According to the latest Breach Level Index, 918 data breaches led to 1.9 billion data records being compromised worldwide in the first half of 2017. Compared to the last six months of 2016, the number of lost, stolen or compromised records increased by a staggering 164%.

Less than 1% of the stolen, lost or compromised records were encrypted (to render the information useless to thieves).

Malicious outsiders caused the largest percentage of data breaches at 74%, an increase of 23%.

For the first six months of 2017, identity theft was the leading type of data breach in terms of the number of incidents, accounting for 74% of all data breaches, up from 49% during the previous six months. The number of records compromised in identity theft breaches increased by 255%.

Most of the industries the Breach Level Index tracks had more than a 100% increase in the number of compromised, stolen or lost records compared to the prior six months.

Share impact
Using data from the BLI, IT consultant CGI, along with Oxford Economics, put a number on the cost of a data breach, finding that two-thirds of firms breached had their share price negatively impacted.

The BLI is a global database that tracks data breaches and measures their severity based on multiple dimensions, including the number of records compromised, the type of data, the source of the breach, how the data was used, and whether or not the data was encrypted. With public breaches tracked since 2013, over the past 5 years, 9 billion records have been lost stolen or compromised, more data than the world’s population.

Whatever emotion those numbers raise in you – terror, shame, despair – the intent is not to make you feel bad, but to raise awareness. We are still at the beginning of the digital era and companies and governments alike are working to catch up with the pace of a digital world.

Data-centric view
At the company level, companies can protect themselves by adopting a data-centric view of digital threats. This means moving data security controls closer to the data itself and to the users accessing the information, using data encryption, secure key management, and multi-factor authentication services.

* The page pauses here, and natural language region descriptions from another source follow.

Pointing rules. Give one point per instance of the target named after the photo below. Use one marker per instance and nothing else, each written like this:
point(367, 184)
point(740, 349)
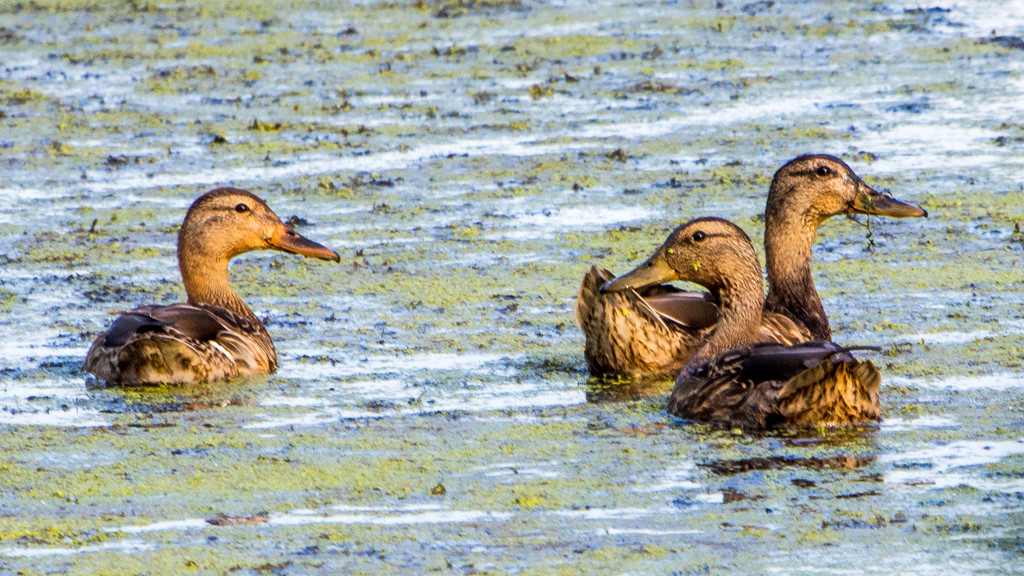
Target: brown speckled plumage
point(630, 333)
point(734, 379)
point(213, 336)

At the government level, it means putting regulations in place that have some teeth in them. In the US, there have been data breach disclosure statutes dating back roughly to 2002, but according to the BLI, North America still makes up most of all breaches and compromised records – both above 86%. Disclosure is important but requiring action based on it is imperative. The European General Data Protection (GDPR) initiative, set to go into effect in May 2018, is a step in the right direction. Businesses will potentially face a fine of four percent of their global revenues if they fail to adequately protect and secure the information of consumers they have on file.

Security and privacy
On a personal level, it is important to learn the basics and understand the difference between data security and data privacy. NCSAM has several useful tools and tips. The current data breach epidemic feeds off our own consumer apathy as well as flawed rules that don’t make companies feel the pain. Only working together–consumers, government and industry–will change things.